Let the machine do the dirty work, and the users enjoy the results. (And the coders sweat out there behind their screens :-))

comment #6 On 05/07, Korbo wrote :

Yes, I justify paragraphs, I like things to be square. Centered and right-aligned text is difficult to read, and left-aligned as well to me.

If your urls redirected, it's because you added http, which is already added by the cms. Any url will be stripped of "http://" now, though I should only strip them in the beginning. Not interested in regular expressions at this very moment, so I'll leave it that way. :-)

comment #7 On 06/07, Fetard wrote :

But, if you have two articles or posts or pictures with the same title?

comment #8 On 06/07, Fetard wrote :

For the redirection, the problem is not that I forgot to cut off the http...

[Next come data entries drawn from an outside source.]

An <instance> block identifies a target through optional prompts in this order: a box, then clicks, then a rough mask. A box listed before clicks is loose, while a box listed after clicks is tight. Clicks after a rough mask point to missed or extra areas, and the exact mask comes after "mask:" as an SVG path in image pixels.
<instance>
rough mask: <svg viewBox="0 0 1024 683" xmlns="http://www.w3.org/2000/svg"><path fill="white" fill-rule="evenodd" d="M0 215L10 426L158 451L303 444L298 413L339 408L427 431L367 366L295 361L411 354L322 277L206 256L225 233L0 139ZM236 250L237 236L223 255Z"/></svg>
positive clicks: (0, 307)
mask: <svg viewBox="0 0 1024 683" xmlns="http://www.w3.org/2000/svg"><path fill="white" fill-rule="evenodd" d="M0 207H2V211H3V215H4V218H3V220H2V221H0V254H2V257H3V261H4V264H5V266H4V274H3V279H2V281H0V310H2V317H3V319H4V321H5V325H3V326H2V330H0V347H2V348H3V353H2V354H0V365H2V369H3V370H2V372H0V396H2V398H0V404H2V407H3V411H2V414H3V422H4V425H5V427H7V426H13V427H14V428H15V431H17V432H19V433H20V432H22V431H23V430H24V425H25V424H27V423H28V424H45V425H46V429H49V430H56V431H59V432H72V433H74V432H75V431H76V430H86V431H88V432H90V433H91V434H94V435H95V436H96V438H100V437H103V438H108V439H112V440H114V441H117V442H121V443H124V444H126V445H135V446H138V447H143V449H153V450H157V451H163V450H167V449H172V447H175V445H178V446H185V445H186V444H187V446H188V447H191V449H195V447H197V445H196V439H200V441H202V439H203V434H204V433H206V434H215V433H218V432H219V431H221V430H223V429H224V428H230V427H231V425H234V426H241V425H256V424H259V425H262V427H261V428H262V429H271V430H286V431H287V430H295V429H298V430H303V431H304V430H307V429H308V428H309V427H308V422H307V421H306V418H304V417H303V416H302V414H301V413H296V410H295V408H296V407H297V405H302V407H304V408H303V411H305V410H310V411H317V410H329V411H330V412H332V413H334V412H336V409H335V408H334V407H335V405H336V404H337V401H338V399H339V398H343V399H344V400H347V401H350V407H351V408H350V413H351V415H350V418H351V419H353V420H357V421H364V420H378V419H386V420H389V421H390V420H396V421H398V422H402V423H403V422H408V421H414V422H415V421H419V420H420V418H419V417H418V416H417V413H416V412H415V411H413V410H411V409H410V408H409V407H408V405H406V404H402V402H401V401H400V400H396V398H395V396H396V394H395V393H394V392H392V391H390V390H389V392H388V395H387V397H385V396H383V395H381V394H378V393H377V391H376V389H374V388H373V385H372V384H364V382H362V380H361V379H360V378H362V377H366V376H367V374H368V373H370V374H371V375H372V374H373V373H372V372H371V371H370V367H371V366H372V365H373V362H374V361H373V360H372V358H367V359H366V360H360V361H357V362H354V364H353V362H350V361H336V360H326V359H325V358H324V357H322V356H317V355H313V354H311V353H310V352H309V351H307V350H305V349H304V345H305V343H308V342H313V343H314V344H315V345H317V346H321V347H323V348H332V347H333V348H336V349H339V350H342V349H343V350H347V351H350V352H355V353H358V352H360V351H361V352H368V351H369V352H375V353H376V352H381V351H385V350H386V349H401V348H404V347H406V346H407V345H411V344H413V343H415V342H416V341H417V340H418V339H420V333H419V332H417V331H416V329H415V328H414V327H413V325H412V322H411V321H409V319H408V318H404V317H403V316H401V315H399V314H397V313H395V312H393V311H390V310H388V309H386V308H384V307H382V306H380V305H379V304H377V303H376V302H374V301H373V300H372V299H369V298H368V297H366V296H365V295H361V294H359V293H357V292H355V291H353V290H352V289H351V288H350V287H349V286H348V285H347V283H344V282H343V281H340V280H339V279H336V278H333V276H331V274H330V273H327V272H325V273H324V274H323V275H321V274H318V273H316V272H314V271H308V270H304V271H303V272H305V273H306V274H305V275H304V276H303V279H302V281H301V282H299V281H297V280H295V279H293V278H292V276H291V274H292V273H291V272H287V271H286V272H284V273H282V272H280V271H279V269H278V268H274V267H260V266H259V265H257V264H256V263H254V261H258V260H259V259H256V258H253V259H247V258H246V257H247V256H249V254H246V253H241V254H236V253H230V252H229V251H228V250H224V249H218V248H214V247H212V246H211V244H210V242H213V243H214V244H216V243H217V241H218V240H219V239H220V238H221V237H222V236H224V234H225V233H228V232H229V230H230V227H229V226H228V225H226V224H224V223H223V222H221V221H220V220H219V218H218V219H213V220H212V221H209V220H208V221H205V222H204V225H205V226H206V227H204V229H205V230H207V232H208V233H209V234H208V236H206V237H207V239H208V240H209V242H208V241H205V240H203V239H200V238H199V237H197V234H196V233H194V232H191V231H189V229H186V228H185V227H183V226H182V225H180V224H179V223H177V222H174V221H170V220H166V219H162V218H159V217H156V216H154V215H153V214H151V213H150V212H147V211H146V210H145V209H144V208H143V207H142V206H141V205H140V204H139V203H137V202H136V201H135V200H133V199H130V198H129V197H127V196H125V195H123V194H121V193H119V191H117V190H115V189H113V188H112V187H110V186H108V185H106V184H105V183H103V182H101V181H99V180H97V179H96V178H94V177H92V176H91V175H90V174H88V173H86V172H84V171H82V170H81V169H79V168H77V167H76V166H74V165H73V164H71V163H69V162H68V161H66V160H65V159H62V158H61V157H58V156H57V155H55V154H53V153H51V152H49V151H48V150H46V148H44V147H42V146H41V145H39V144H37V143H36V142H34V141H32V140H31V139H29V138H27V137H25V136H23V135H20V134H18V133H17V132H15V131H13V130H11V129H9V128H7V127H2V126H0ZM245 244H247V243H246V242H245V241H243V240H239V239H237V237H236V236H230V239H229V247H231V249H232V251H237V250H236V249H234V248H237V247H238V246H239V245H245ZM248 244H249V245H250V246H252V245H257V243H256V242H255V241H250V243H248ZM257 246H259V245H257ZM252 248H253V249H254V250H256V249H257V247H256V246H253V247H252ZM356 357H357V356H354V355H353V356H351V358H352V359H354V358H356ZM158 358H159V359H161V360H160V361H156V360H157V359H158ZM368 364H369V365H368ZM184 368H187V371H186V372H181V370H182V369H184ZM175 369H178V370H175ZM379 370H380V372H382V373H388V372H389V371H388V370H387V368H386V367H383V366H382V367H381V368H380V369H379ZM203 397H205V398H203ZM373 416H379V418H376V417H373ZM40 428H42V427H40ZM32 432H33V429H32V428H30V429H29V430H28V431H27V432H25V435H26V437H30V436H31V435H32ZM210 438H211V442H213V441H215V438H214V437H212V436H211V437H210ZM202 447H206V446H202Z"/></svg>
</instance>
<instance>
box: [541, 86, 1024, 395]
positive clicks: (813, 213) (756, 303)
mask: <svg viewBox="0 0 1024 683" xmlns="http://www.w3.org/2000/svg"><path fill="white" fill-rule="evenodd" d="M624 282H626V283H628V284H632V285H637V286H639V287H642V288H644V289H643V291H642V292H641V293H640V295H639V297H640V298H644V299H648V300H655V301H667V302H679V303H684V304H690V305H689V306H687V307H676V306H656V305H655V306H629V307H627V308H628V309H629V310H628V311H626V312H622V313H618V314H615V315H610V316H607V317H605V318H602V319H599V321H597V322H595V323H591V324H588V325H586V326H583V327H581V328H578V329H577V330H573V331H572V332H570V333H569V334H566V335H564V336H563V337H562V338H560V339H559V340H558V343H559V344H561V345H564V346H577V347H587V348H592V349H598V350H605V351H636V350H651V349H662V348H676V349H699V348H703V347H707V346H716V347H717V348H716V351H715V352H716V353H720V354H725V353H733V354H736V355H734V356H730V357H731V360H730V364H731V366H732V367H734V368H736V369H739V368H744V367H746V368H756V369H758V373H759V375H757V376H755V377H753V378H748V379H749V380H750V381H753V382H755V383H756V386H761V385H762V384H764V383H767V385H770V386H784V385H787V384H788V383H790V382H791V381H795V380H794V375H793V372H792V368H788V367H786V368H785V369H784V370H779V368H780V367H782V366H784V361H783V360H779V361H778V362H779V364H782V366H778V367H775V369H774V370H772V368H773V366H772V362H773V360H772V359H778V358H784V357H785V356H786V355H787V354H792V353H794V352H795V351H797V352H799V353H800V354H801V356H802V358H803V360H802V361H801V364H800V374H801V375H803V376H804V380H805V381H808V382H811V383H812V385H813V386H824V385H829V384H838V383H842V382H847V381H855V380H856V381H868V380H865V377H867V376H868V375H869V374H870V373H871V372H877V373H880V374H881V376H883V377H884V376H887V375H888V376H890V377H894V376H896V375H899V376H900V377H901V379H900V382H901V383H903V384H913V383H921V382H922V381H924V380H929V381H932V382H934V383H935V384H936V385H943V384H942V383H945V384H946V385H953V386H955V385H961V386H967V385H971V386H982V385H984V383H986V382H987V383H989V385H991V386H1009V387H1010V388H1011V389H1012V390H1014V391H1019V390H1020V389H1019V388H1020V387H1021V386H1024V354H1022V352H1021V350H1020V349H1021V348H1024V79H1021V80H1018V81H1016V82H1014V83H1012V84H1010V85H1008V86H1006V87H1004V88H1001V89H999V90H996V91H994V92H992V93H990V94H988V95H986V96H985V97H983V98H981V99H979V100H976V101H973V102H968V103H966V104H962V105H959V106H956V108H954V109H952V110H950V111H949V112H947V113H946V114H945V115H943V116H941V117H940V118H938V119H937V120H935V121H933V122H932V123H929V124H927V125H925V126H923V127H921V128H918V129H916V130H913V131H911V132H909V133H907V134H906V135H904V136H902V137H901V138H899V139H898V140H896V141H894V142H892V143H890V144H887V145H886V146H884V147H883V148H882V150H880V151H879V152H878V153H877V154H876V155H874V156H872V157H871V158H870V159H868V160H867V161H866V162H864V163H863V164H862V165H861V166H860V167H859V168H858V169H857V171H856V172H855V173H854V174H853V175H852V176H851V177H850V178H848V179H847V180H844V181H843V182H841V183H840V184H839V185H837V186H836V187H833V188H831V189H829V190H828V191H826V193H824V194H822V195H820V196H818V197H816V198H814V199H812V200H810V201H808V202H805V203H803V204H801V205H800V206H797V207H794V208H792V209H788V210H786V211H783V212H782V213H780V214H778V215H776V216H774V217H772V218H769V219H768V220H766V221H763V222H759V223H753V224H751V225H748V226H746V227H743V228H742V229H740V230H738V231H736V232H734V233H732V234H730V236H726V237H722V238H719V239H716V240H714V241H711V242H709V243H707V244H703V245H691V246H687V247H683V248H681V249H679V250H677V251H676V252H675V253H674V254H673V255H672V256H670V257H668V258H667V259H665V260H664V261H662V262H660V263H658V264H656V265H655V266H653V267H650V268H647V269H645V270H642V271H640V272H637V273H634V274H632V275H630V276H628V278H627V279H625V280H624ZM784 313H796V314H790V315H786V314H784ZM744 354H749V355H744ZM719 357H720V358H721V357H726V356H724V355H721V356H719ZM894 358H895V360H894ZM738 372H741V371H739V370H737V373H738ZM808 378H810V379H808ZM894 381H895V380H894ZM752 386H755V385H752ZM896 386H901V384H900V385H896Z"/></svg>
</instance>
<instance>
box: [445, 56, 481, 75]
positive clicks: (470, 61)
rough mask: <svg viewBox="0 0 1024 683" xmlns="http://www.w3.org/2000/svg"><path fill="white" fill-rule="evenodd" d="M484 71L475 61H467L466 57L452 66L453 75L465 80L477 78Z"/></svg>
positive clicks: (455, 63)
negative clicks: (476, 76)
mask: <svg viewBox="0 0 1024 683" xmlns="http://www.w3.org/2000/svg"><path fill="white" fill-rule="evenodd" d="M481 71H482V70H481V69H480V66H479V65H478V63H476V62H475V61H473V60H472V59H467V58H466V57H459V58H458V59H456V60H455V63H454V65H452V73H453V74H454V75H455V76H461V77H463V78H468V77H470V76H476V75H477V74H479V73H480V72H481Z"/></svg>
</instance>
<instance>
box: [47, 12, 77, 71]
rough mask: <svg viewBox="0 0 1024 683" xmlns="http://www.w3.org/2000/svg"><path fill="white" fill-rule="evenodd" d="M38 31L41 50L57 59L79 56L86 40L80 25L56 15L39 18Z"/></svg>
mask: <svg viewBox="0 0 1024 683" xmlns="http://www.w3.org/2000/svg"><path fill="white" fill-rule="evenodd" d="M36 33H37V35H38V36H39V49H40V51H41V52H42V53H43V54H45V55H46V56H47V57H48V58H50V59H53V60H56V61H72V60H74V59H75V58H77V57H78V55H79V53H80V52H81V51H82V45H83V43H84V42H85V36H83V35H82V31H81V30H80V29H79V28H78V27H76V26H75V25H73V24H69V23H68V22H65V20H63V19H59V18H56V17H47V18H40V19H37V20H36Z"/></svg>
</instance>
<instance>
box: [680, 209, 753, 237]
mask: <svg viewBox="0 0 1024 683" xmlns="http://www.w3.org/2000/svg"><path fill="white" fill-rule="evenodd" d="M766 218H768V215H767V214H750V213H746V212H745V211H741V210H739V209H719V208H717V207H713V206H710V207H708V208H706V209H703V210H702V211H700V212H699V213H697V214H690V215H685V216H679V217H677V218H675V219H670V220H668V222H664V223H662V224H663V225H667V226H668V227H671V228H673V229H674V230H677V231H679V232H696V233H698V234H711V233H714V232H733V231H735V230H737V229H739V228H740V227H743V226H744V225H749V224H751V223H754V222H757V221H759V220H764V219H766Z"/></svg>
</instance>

The fact is : when you surf on http:// on Firefox, it shows "Le monde"'s website :o

comment #9 On 06/07, Korbo wrote :

Well, two texts or images with the same title, I guess it means that they are not descriptive enough. That's what it takes to have purely friendly urls...

comment #10 On 06/07, Fetard wrote :

You are limiting writers' possibilities by this way...

comment #11 On 07/07, Korbo wrote :

Well, yeah. But on the other hand, two pictures, or two texts with the same name would only confuse the visitor. There are no such things as synonyms.
Consider a forum: two guys post the same question with the same subject. The second one is presented with a choice: graft his question to the existing thread, or choose a more precise subject.
Consider a gallery: same situation, the uploader can either (if allowed to) replace the first image with the new version or modify the title of his/her picture.
Consider a blog, a calendar, anything: two items with the same name only cause confusion.
I really think that everybody wins in the end.
(Of course, the person won't have to retype everything!)

comment #12 On 08/07, Fetard wrote :

And so, in your table, you save the full title of the post/picture?